[v2] Fix sporadic XFAILs in gdb.threads/attach-many-short-lived-threads.exp

Message ID AS8P193MB1285AC3E42F9767F851AE50BE4022@AS8P193MB1285.EURP193.PROD.OUTLOOK.COM
State New
Headers
Series [v2] Fix sporadic XFAILs in gdb.threads/attach-many-short-lived-threads.exp |

Checks

Context Check Description
linaro-tcwg-bot/tcwg_gdb_build--master-aarch64 success Testing passed
linaro-tcwg-bot/tcwg_gdb_build--master-arm success Testing passed
linaro-tcwg-bot/tcwg_gdb_check--master-arm success Testing passed
linaro-tcwg-bot/tcwg_gdb_check--master-aarch64 success Testing passed

Commit Message

Bernd Edlinger April 6, 2024, 4:46 a.m. UTC
  This is about random test failures like those:

XFAIL: gdb.threads/attach-many-short-lived-threads.exp: iter 6: attach (EPERM)
XFAIL: gdb.threads/attach-many-short-lived-threads.exp: iter 7: attach (EPERM)
XFAIL: gdb.threads/attach-many-short-lived-threads.exp: iter 8: attach (EPERM)
XFAIL: gdb.threads/attach-many-short-lived-threads.exp: iter 9: attach (EPERM)
XFAIL: gdb.threads/attach-many-short-lived-threads.exp: iter 10: attach (EPERM)

The reason for this effect is apparently as follows:

There is a race condition when gdb tries to attach a thread but the
thread exits at the same time.  Normally when that happens the return
code of ptrace(PTRACE_ATTACH, x) is EPERM, which could also have other
reasons.  To detect the true reason, we try to open /proc/<pid>/status
which normally fails in that situation, but it may happen that the
fopen succeeds, and the thread disappears while reading the content,
then the read has the errno=ESRCH, use that as an indication that the
thread has exited between fopen and reading of the status file.
---
 gdb/nat/linux-procfs.c | 11 +++--------
 1 file changed, 3 insertions(+), 8 deletions(-)

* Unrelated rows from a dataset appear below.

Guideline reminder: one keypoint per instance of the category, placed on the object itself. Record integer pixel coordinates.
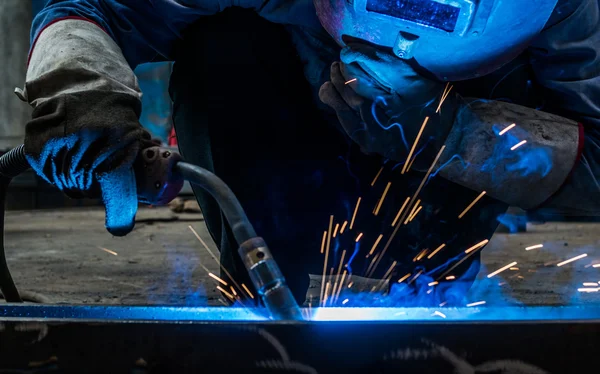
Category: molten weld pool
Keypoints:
(139, 339)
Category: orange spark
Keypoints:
(534, 247)
(217, 279)
(376, 176)
(382, 198)
(354, 214)
(226, 293)
(471, 205)
(323, 241)
(109, 251)
(435, 251)
(572, 259)
(391, 238)
(506, 129)
(247, 291)
(400, 211)
(343, 227)
(375, 245)
(326, 257)
(412, 149)
(476, 246)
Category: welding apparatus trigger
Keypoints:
(157, 182)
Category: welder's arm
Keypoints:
(566, 61)
(556, 171)
(84, 134)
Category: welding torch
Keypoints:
(159, 175)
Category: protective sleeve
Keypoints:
(146, 30)
(547, 162)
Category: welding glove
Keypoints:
(382, 102)
(85, 145)
(84, 134)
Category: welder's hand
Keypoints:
(88, 151)
(381, 102)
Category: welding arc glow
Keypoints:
(404, 278)
(588, 289)
(248, 291)
(476, 303)
(572, 259)
(502, 269)
(518, 145)
(506, 129)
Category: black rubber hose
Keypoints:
(240, 225)
(12, 164)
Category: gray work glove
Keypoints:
(85, 144)
(381, 102)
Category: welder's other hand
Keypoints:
(358, 116)
(89, 149)
(384, 121)
(388, 75)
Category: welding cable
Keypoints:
(230, 206)
(12, 164)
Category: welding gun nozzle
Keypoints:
(268, 280)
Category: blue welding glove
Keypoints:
(85, 145)
(381, 102)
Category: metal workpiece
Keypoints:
(268, 280)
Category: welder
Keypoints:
(297, 105)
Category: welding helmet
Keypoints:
(452, 39)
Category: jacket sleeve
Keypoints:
(96, 43)
(547, 159)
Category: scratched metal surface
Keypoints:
(212, 314)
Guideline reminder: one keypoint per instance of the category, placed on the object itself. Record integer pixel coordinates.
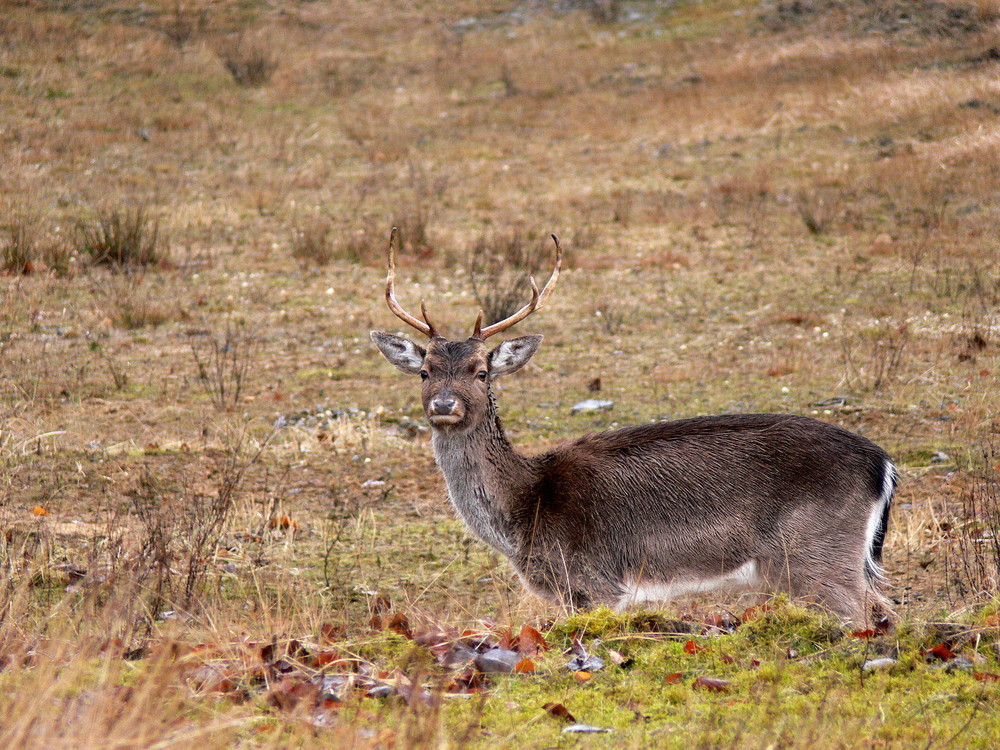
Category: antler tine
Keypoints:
(424, 326)
(537, 300)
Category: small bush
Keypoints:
(499, 267)
(26, 250)
(223, 365)
(20, 249)
(183, 23)
(122, 239)
(249, 62)
(128, 302)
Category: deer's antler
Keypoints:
(537, 300)
(424, 326)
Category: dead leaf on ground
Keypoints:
(525, 666)
(560, 712)
(530, 642)
(941, 652)
(690, 647)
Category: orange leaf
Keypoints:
(711, 683)
(869, 633)
(525, 666)
(560, 712)
(530, 642)
(940, 651)
(690, 647)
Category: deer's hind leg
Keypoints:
(840, 588)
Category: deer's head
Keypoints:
(456, 375)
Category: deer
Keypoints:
(761, 503)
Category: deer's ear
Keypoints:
(400, 351)
(511, 356)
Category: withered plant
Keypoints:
(224, 362)
(249, 61)
(122, 239)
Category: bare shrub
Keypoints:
(605, 11)
(974, 558)
(499, 266)
(122, 238)
(20, 249)
(311, 243)
(874, 357)
(223, 364)
(27, 249)
(127, 300)
(182, 524)
(818, 207)
(249, 62)
(184, 22)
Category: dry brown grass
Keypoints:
(798, 220)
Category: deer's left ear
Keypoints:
(511, 356)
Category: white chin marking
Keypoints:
(743, 578)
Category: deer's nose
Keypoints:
(443, 405)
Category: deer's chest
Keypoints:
(474, 496)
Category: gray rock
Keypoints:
(584, 729)
(593, 404)
(873, 665)
(497, 660)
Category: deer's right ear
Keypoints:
(402, 352)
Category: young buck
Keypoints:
(758, 502)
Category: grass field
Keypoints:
(222, 523)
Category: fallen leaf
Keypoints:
(525, 666)
(291, 691)
(530, 642)
(324, 658)
(560, 712)
(869, 633)
(711, 683)
(690, 647)
(330, 632)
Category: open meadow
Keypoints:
(222, 522)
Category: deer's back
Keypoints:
(750, 465)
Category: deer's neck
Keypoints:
(484, 474)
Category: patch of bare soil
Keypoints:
(900, 19)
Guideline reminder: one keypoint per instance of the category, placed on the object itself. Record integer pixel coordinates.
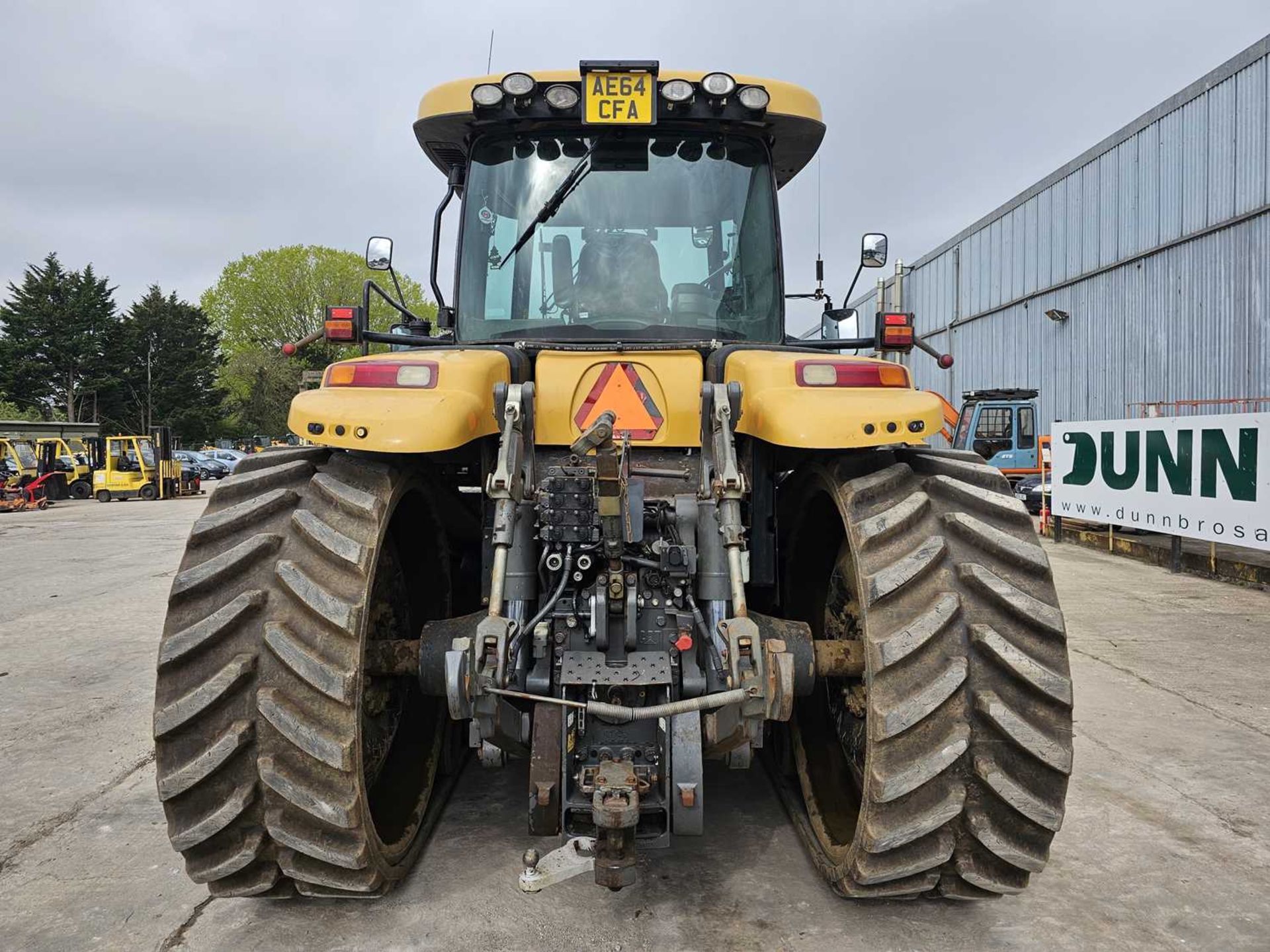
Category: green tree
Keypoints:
(167, 361)
(271, 298)
(55, 329)
(280, 295)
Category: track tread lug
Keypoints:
(296, 725)
(347, 498)
(224, 862)
(1050, 752)
(308, 664)
(202, 696)
(1025, 555)
(1014, 600)
(883, 526)
(901, 644)
(182, 643)
(313, 596)
(894, 715)
(253, 881)
(222, 567)
(331, 541)
(306, 793)
(1023, 666)
(892, 578)
(234, 518)
(215, 820)
(204, 764)
(346, 850)
(1016, 795)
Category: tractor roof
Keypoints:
(447, 122)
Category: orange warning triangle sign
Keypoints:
(620, 389)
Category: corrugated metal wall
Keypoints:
(1158, 244)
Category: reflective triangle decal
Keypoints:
(620, 389)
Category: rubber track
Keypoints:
(208, 669)
(255, 717)
(968, 683)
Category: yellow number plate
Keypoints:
(619, 98)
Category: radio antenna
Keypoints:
(818, 205)
(820, 262)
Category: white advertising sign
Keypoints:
(1205, 477)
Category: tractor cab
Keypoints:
(1001, 427)
(614, 520)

v2: from kernel code review, it seems the missing "State:"
 can only happen if the thread disappeared, so no need to
 look at errno at all here.
  

Comments

Andrew Burgess April 6, 2024, 5:40 p.m. UTC | #1
Bernd Edlinger <bernd.edlinger@hotmail.de> writes:

Thanks for looking into these failures.

> This is about random test failures like those:
>
> XFAIL: gdb.threads/attach-many-short-lived-threads.exp: iter 6: attach (EPERM)
> XFAIL: gdb.threads/attach-many-short-lived-threads.exp: iter 7: attach (EPERM)
> XFAIL: gdb.threads/attach-many-short-lived-threads.exp: iter 8: attach (EPERM)
> XFAIL: gdb.threads/attach-many-short-lived-threads.exp: iter 9: attach (EPERM)
> XFAIL: gdb.threads/attach-many-short-lived-threads.exp: iter 10: attach (EPERM)
>
> The reason for this effect is apparently as follows:
>
> There is a race condition when gdb tries to attach a thread but the
> thread exits at the same time.  Normally when that happens the return
> code of ptrace(PTRACE_ATTACH, x) is EPERM, which could also have other
> reasons.  To detect the true reason, we try to open /proc/<pid>/status
> which normally fails in that situation, but it may happen that the
> fopen succeeds, and the thread disappears while reading the content,
> then the read has the errno=ESRCH, use that as an indication that the
> thread has exited between fopen and reading of the status file.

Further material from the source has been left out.